TEMPO was discovered by Lebedev and Kazarnowskii in 1960. It is prepared by oxidation of 2,2,6,6-tetramethylpiperidine.
The structure has been confirmed by X-ray crystallography. The reactive radical is well shielded by the four methyl groups.
The stability of this radical can be attributed to the delocalization of the radical to form a two-center three-electron N–O bond. The stability is reminiscent of the stability of nitric oxide and nitrogen dioxide. Additional stability is attributed to the steric protection provided by the four methyl groups adjacent to the aminoxyl group. These methyl groups serve as inert substituents, whereas any CH center adjacent to the aminoxyl would be subject to abstraction by the aminoxyl.
Regardless of the reasons for the stability of the radical, the O–H bond in the hydrogenated derivative (the hydroxylamine 1-hydroxy-2,2,6,6-tetramethylpiperidine) TEMPO–H is weak. With an O–H bond dissociation energy of about 70 kcal/mol (290 kJ/mol), this bond is about 30% weaker than a typical O–H bond.
TEMPO is employed in organic synthesis as a catalyst for the oxidation of primary alcohols to aldehydes. The actual oxidant is the N-oxoammonium salt. In a catalytic cycle with sodium hypochlorite as the stoichiometric oxidant, hypochlorous acid generates the N-oxoammonium salt from TEMPO.

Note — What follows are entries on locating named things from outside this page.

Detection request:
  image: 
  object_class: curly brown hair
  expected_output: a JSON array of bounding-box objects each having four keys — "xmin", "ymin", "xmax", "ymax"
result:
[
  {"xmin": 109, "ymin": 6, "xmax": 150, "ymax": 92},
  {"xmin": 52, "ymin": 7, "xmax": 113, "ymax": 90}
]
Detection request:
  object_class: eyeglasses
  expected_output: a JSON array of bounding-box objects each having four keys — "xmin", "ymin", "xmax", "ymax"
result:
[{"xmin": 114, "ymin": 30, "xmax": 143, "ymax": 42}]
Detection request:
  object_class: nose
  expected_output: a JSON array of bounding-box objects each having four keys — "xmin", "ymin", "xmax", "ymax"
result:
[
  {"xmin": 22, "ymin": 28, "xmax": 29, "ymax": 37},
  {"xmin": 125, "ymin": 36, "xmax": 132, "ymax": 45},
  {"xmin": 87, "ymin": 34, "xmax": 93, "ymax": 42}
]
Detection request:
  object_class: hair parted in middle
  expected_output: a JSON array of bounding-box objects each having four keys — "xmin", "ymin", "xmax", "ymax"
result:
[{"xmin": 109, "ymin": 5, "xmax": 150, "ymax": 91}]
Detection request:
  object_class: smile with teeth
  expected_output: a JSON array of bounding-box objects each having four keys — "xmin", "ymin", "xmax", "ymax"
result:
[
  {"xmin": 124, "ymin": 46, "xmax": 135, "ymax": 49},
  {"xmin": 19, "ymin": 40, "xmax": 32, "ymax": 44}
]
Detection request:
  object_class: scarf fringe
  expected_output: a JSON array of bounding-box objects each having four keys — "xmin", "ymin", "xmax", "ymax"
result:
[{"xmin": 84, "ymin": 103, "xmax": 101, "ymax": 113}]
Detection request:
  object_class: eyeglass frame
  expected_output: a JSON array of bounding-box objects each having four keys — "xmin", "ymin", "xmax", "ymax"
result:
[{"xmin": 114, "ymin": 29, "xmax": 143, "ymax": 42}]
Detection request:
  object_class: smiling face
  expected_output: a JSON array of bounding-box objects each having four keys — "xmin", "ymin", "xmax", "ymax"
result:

One typical reaction example is the oxidation of (S)-(−)-2-methyl-1-butanol to (S)-(+)-2-methylbutanal: 4-Methoxyphenethyl alcohol is oxidized to the corresponding carboxylic acid in a system of catalytic TEMPO and sodium hypochlorite and a stoichiometric amount of sodium chlorite. TEMPO oxidations also exhibit chemoselectivity, being inert towards secondary alcohols, but the reagent will convert aldehydes to carboxylic acids.
The oxidation of TEMPO can be highly selective. In basic conditions, TEMPO oxidizes primary alcohols before secondary alcohols. But in acid, secondary alcohols provide an H− ion more easily, and oxidize first instead.